Return only the commit message in Chinese.
Use:
<type>(<scope>): <subject>
This kind of prompt can significantly improve commit message consistency, especially for teams that enforce standardized collaboration rules.
Zed still has several underrated strengths in the interaction experience
Beyond its agent capabilities, Zed also includes a few practical features that are easy to overlook, such as task completion pop-ups, automatic theme switching, and an always-expanded document outline view.
AI Visual Insight: The image shows the notification pop-up after task completion. This indicates that Zed explicitly surfaces the result of asynchronous agent execution, reducing the attention cost of waiting for long-running tasks.
AI Visual Insight: The image shows the theme switching effect that follows the operating system. It reflects how Zed balances environment awareness and long-term comfort at the editor experience level.
AI Visual Insight: The image shows the document outline tree in the sidebar. Its technical value is that long-file navigation becomes explicit, which helps humans review and locate AI-generated modifications.
A limited plugin ecosystem remains Zed’s most practical weakness today
Zed’s biggest current pain point is not model capability. It is the plugin ecosystem. Many VS Code users rely on Git Graph, advanced Git operation extensions, and a mature extension marketplace as core parts of their workflow. Zed is still clearly behind in this area.

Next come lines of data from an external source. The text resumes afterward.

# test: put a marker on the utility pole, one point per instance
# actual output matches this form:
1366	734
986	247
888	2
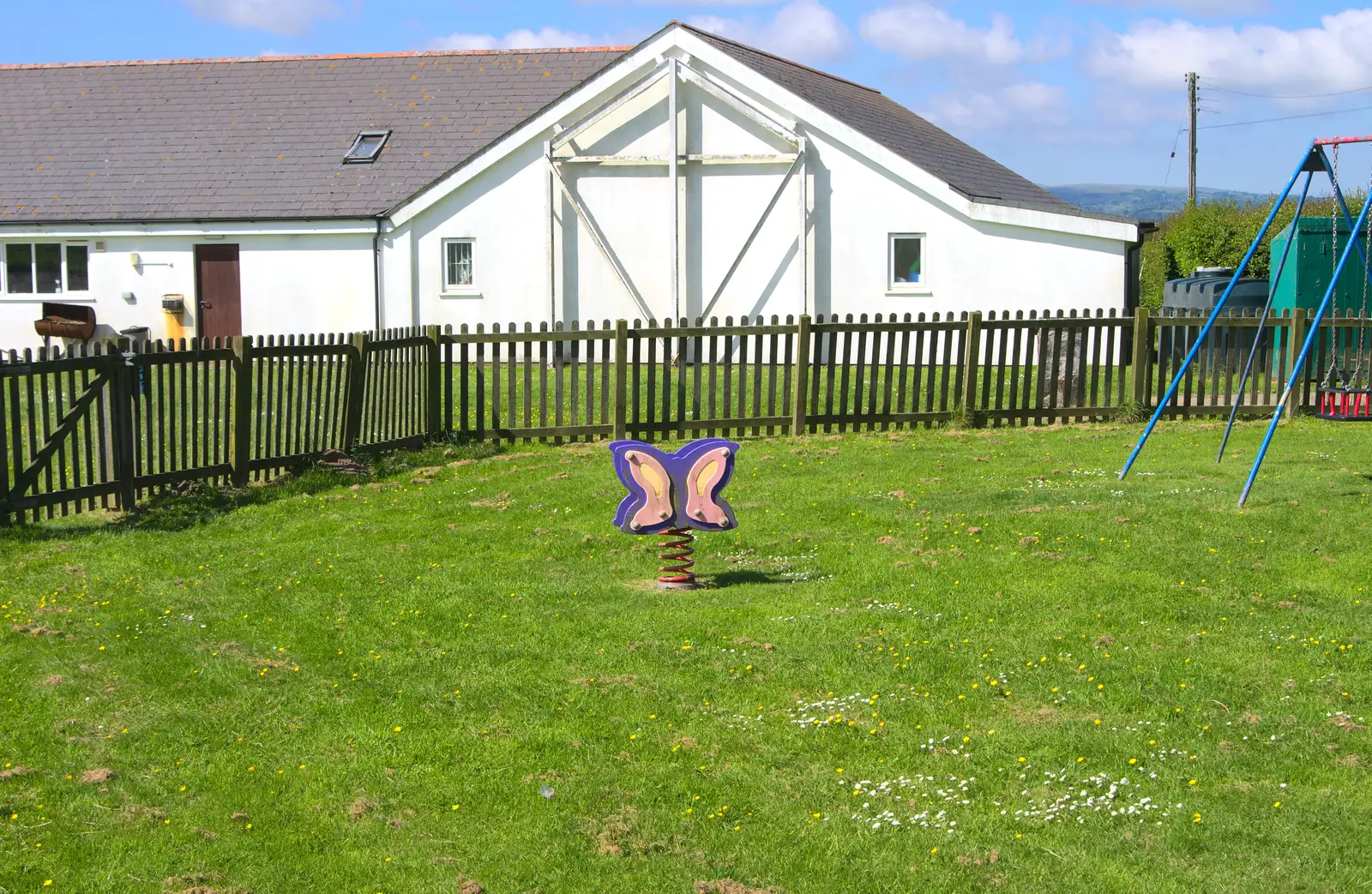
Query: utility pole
1191	137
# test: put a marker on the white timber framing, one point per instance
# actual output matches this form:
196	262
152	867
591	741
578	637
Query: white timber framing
563	151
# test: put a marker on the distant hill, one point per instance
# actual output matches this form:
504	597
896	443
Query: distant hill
1147	203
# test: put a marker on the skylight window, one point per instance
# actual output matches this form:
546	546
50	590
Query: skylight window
367	147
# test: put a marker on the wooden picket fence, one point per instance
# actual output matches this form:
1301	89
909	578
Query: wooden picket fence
103	428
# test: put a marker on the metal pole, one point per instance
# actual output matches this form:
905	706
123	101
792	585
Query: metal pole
1191	137
1262	320
672	155
1214	315
1348	219
804	225
1296	368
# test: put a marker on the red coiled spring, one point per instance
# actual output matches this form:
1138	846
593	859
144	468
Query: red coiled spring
677	572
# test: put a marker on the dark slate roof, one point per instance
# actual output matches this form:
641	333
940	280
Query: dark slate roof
864	109
239	139
264	137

AI Visual Insight: The image shows Zed’s built-in Git-related interface. It demonstrates that Zed has basic diff viewing, but lacks complete workflow actions such as checkout, tag, and reset. As a result, it cannot replace mature Git visualization plugins.
For heavy Git users, this means Zed is better suited as an AI coding front end rather than the only primary tool replacing a traditional IDE.
The conclusion is that Zed works best as a low-cost, high-freedom AI coding foundation
If you want the strongest AI IDE out of the box, Zed may not be your first choice. But if you care more about model switching freedom, free-tier utilization, deep prompt customization, and a lightweight editing experience, Zed offers a very strong overall package.
It is especially well suited for developers with some engineering experience who are willing to maintain configuration files and want to lower the ongoing cost of AI usage.
FAQ provides structured answers to the most common adoption questions
Which developers are the best fit for Zed?
Zed is ideal for developers who value a lightweight editor experience, want the freedom to switch models, and are willing to improve AI output through configuration files, especially mid-level and senior engineers.
Why is it worth connecting free models to Zed?
Because Ask mode, summarization, commit messages, and lightweight script generation are all high-frequency tasks. If you run all of them on expensive models, costs escalate quickly. Free models are good enough for most basic tasks.
What is Zed’s biggest productivity limitation right now?
It is not the agent itself. It is the plugin ecosystem, especially in Git visualization, compatibility with complex extensions, and migration of mature workflows from VS Code.
AI Readability Summary: This article systematically reconstructs a practical Zed AI workflow, covering ACP and the built-in agent, OpenRouter free model filtering, manual Zhipu GLM integration, commit message prompt optimization, and real-world limitations. It helps developers build a low-cost, high-flexibility AI coding environment.